Celestial Wish Fulfillment Hotline
Congratulations, you’ve been promoted to the Celestial Wish Fulfillment Hotline. Your new job? Process petitions from mortals who may deserve a little help. The pay is zero, the coffee is divine (literally), and your boss is a six-winged archangel named Karen who schedules performance reviews on a whim. Every day, wishes land in your company email. A lonely old man wants his garden to bloom one last time. A teenager wants their bully to “spontaneously combust.” A CEO wants to know the password to his rival’s cloud storage. You decide what gets approved, what gets denied, and what requires a “site visit” (e.g., hanging out with a mortal to figure out what they actually need). Do your job and try not to break reality while you're at it.
You wake up in your cubicle. Again. The ceiling is stained with what looks like coffee but smells like ambrosia. You hear the chatter of your coworkers and the clacking of keyboards.

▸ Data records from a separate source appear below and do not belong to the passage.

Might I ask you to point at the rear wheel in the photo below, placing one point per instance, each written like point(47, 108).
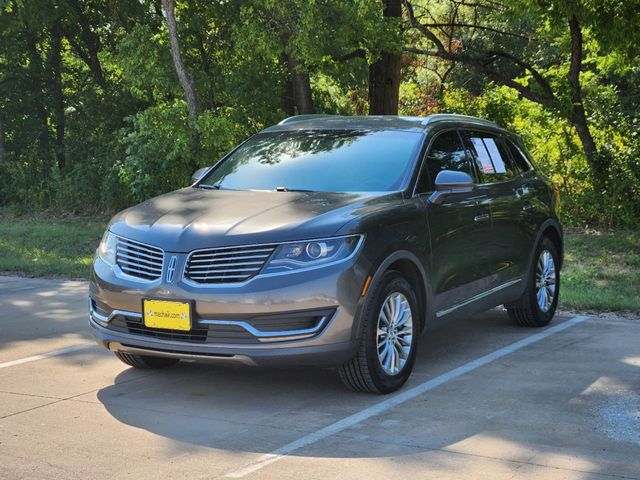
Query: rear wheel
point(538, 304)
point(145, 361)
point(389, 339)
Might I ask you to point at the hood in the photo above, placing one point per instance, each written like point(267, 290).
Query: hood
point(193, 218)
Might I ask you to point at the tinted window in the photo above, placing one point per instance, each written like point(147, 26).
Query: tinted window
point(518, 156)
point(446, 153)
point(491, 156)
point(329, 161)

Everyone is already at it. Your desk phone rings. You pick it up. "Heavenly morning, {{name}}." It's Karen, your boss. "I see you’re already behind on your quota. There are three pending petitions in your inbox. One is about a man who wants his ex-wife’s new boyfriend to step on a Lego every day for the rest of his life. Another is a child who wishes to say goodbye to his dead goldfish, flushed down the toilet already. The third… is... uh... flagged URGENT: POSSIBLE APOCALYPSE LOOPHOLE." She sighs. "I'm sending you an email. Handle it. I need to be in a meeting about synergy." The line goes dead. Your phone buzzes with the email notification. What do you do? > I sigh. I'm sure the apocalypse thing will resolve itself. I'm going to check on the man who wishes his ex-wife's new boyfriend the Lego torture.